The judge acknowledged that he had to weigh different and potentially competing factors – “the adequacy of compensation to the class as well as the adequacy of the settlement in view of the purposes and policies of PAGA” — to reject the entire settlement based on the PAGA proposal. He decided that because the proposed recovery for drivers was on the low end of the acceptability scale, and because the proposal didn’t address public policy concerns, it didn’t pass muster.

“The compensation to the class amounts is relatively modest when compared to the verdict value, the non-monetary relief is of limited benefit to the class, and the settlement does nothing to clarify the status of drivers as employees versus independent contractors,” Judge Chen wrote. As a result, he said, “The settlement of the non-PAGA claims does not substantially vindicate PAGA.”

So now what happens? Uber and class counsel Liss-Riordan both said in email statements that they are looking at their options, which would obviously include Uber paying more money to resolve the PAGA piece of the case. PAGA settlements, as Liss-Riordan’s statement said, have historically represented a small fraction of the theoretical value of the state’s statutory claims. The proposed $1 million settlement in the Uber case would have been one of the highest-ever PAGA payouts, although in its brief last month, the state labor department cited a recent PAGA penalty of nearly $1 million in a case against Staffmark Investment and a nearly $3 million penalty against Lowe’s. Uber and Liss-Riordan warned in a July 15 brief responding to Judge Chin’s questions about the PAGA piece of the settlement that a penalty of much more than $1 million could be considered a violation of Uber’s due process rights, given the historically low PAGA penalties and the company’s supposedly good-faith reliance on its contracts with drivers.

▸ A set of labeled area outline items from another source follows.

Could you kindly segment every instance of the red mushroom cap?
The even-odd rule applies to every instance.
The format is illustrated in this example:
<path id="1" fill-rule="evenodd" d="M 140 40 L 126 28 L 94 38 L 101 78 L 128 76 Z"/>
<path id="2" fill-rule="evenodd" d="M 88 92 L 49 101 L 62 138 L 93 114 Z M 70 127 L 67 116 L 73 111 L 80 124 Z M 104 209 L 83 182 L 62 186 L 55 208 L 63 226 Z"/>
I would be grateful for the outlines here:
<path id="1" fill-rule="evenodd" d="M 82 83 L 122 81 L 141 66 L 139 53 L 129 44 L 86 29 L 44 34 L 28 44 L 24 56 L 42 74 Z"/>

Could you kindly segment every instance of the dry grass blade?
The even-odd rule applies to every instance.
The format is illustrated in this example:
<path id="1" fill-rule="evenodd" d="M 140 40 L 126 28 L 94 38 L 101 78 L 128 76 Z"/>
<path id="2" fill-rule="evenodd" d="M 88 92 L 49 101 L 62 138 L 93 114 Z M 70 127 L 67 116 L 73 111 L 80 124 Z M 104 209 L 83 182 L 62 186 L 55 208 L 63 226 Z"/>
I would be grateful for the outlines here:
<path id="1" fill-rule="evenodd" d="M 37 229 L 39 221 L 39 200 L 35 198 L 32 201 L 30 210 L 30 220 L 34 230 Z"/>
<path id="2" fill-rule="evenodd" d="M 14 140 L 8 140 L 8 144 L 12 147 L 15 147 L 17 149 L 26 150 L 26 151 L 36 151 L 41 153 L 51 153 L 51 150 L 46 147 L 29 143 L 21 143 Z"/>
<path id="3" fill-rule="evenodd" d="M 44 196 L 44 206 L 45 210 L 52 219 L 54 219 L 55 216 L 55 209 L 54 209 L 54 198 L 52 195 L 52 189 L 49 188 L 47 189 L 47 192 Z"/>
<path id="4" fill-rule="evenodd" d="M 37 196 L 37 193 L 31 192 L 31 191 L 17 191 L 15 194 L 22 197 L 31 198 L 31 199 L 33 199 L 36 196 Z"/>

My prediction is that Uber and class counsel will propose a revised settlement with more money allocated for the PAGA claims – but not dramatically more. I doubt that Uber and the class will suggest shifting cash from drivers to the state, since Judge Chen already said the $84 million in assured compensation to class members is just barely acceptable. I’m also sure that Uber won’t budge on the most important public policy principle at stake in the PAGA case, the employment status of its drivers.

But perhaps a few million dollars of the $16 million contingency piece of the proposal will be turned into hard cash on the PAGA side. That would give the state, which keeps 75 percent of PAGA penalties, a record recovery. It would enable the class to collect at least $84 million. And it would allow Uber to avoid a proceeding that would put its business model at risk.